Ergophobia, which is Greek for fear of work, is perhaps the maladaptive condition I suffer from the most in my persistent if diminishing dread of jobholding and finding employment.
I have had jobs in the past, largely in catering, and plenty more voluntary roles for charities and so forth but the world of gainful employment terrifies me, not least because it exacerbated if not caused a great deal of mental health distress in my youth.
The fact is, this 'fact' of course being an opinion, that I am more gentle and sensitive than average which can of course be a drawback in the largely cut-throat, competitive labour market replete, in my opinion, with nagging and narcissistic employers, and certainly in the world of business which, it seems to me, requires a great deal of rude self-assertion and, depending on your position on the career ladder, bossing people around or being bossed around.
It is my sensitivity - though some, to be sure, think me insensitive - that makes me philosophise and turn to creative modes of expression as ways to fulfil myself but the thought of having to earn a living through, say, teaching, catering, shop-keeping, caring, cleaning, even translating sends cold shivers down my spine.

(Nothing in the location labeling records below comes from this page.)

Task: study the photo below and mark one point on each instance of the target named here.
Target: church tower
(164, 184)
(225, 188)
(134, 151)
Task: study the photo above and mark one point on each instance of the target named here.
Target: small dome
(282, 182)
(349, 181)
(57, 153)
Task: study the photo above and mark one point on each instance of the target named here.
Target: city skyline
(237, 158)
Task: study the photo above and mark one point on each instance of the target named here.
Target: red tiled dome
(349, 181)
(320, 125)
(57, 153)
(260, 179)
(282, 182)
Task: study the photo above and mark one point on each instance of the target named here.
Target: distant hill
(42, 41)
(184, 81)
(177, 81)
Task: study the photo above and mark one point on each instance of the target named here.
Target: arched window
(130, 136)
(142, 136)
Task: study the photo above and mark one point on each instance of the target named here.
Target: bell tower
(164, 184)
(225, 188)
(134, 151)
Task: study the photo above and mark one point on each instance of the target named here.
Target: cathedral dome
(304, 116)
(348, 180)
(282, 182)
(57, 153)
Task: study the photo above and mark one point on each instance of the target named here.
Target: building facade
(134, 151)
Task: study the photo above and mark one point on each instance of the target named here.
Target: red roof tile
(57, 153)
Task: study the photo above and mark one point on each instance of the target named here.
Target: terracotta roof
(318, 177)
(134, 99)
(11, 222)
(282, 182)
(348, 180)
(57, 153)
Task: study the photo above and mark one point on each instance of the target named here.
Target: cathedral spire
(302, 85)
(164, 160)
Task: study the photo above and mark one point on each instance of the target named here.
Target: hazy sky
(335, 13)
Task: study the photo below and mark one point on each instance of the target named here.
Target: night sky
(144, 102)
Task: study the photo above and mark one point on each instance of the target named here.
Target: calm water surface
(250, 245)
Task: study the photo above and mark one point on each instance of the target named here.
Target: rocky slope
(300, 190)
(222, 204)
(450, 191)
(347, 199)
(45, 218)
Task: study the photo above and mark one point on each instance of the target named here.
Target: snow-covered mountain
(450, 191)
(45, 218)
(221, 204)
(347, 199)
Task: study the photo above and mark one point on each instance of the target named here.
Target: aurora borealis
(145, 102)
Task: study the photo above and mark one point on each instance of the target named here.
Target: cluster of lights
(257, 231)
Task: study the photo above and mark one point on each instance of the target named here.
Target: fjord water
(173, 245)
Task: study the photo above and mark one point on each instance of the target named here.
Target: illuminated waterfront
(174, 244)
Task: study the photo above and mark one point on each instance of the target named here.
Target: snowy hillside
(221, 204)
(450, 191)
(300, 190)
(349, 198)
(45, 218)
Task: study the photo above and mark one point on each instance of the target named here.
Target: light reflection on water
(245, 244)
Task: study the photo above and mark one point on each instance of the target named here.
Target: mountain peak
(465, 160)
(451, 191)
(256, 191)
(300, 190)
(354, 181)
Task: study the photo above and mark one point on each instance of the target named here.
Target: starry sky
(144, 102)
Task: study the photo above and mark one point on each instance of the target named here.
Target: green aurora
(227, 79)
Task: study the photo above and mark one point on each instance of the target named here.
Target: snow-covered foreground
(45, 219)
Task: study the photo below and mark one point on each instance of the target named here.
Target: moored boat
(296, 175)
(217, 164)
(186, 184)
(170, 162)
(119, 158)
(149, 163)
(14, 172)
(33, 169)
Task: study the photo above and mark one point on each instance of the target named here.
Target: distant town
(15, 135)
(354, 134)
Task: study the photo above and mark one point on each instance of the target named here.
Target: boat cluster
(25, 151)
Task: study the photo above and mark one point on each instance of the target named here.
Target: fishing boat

It is my ergophobia that has made me take issue with money, money-making, ‘economics’, the jobs system, right-wing and libertarian ideals of economic enterprise and so forth and that ultimately make me a misfit non-conformist.
While I am someone of some creative ability, job-holding and making money are not one of my talents and I am very much at the mercy of the ever-dwindling Welfare State for my livelihood.
The point of this writing is that employment and making money, which so many see as the material purpose of life, because these activities are instrumental in being able to operate and survive in a monetary system such as ours, are not for everyone, and this is the case usually not because of lazy-ness and ‘taking the piss’, whatever that means, but because of having a personality that suffers from and is therefore averse to the social, sociological and psychological reality of the modern workplace.
In other words it is not that I’m work-shy (see post What is Work?), if work is defined as an activity of disciplined self-application in areas that need attending to, but employment and business-shy because these involve engaging with and labouring under other people in typically hierarchical and insensitive ways.